As time went on, the task force found gaps, such as the need to add plaintiff-oriented trial lawyers and those from emerging specialties. In a few years, the federal rule-makers themselves took notice and began cautiously to get on board.  

Monitored pilot projects were implemented, testing the task forces’s original principles outlined. The results were then used to tweak and improve the work and recommendations. In the end, ten years from its beginning, the task force put forward and saw adopted—by both IAALS and the ACTL—necessary reforms of the existing civil rules. It then built support for those reforms among lawyers, judges, and courts across the nation, advancing the implementation of these much-needed changes.  

The task force's work over that first ten years to reform civil procedure and provide reasonable, proportionate access to justice for all civil litigants began a national movement that continues to grow, even expanding to other related problems.

And it was Becky Kourlis who first created the idea, first lit the match, and first joined the appropriate forces to ignite real change. And it is Becky who has kept it going to this very day.

Chase Rogers

I had the pleasure of working with Becky on the Civil Justice Improvements Committee and, through that experience, had the opportunity to witness what she brings to the table. For me, Becky’s greatest strength lies in her ability to listen carefully to differing ideas and views, and then synthesize and capsulize those ideas in a cogent and streamlined manner. In leading the discussions, she asked committee members to both think outside of the box and at the same time remain practical. As a result, she ultimately helped the committee produce a product that was accessible and politically feasible for states throughout the country while at the same time highly innovative. As a former judge, she understood the parameters of what a judicial system can and cannot do, which was also incredibly helpful in delivering the final product. As a direct result of Becky’s contributions to this project, civil justice has been advanced in ways that would have been unfathomable even five years ago. 

Nathan Hecht

To begin to measure their contributions, ask yourself: what was pre-IAALS, pre-Becky Kourlis? I’d say a civil justice system stuck in the mid-twentieth century, ill-fitting the public it served, and contentedly so. The Federal Rules of Civil Procedure, effective in 1938, and eventually adopted in most states, delivered all the reform we would ever need. But as dockets multiplied by orders of magnitude, as cases became both simpler and more complex, and as technology was relentlessly changing everything, the need for reform grew pressing. Interestingly, IAALS was formed, with Becky at the helm, 100 years after Roscoe Pound’s speech to the American Bar Association on The Causes of Popular Dissatisfaction with the Administration of Justice, which launched the 20th century reform efforts.

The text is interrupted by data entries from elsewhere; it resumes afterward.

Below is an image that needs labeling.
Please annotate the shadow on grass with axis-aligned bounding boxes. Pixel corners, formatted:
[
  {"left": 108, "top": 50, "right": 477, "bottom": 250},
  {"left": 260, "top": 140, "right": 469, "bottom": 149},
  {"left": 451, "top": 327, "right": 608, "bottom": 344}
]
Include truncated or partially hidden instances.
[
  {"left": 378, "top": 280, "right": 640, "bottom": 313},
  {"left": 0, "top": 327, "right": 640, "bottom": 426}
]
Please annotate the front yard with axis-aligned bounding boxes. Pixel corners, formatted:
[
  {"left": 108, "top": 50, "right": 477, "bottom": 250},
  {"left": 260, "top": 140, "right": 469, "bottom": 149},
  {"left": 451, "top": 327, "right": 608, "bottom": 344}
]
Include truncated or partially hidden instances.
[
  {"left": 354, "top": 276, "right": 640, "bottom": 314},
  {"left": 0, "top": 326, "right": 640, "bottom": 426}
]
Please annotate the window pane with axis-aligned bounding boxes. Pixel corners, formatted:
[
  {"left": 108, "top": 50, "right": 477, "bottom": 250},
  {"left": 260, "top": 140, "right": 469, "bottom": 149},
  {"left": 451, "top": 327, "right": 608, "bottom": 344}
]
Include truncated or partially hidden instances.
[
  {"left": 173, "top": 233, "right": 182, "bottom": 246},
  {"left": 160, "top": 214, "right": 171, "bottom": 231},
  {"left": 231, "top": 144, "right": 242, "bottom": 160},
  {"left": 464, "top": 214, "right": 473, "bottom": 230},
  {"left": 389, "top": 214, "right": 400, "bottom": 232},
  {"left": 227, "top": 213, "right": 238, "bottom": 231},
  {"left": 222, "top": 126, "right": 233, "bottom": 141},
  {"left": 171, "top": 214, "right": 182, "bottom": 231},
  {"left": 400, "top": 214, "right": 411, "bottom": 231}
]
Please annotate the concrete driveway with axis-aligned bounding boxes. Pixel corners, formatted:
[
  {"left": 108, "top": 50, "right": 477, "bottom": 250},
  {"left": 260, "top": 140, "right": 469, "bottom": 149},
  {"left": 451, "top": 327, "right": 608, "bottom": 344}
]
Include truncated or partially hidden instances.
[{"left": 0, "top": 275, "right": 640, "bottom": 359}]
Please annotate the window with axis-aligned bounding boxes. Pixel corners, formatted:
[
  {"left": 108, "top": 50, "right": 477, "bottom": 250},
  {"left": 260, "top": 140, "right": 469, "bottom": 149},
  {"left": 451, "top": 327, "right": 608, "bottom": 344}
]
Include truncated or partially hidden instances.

IAALS provided a place to talk, look, and do—a forum to discuss deficiencies in the civil justice system, a resource to study promising reforms, and perhaps most importantly, concrete proposals to get them done. Data, wisdom, and practicality are all essentials. But the system is so complex in structure and operation, IAALS would get nowhere without the advice and assistance of the best minds on the subjects. How to involve them? Enter Becky. Who can tell her no? Has anyone ever seen her told no? Nothing is so inspiring as a charismatic proponent of a worthy cause.

IAALS was formed to answer popular criticism of the legal system that was unfair and wrong, to rededicate its participants to cleaning their own house and rebuilding when necessary, and to produce results that will build public confidence in justice. Much good has been done. Much work remains. IAALS is on the case. Thanks to Becky.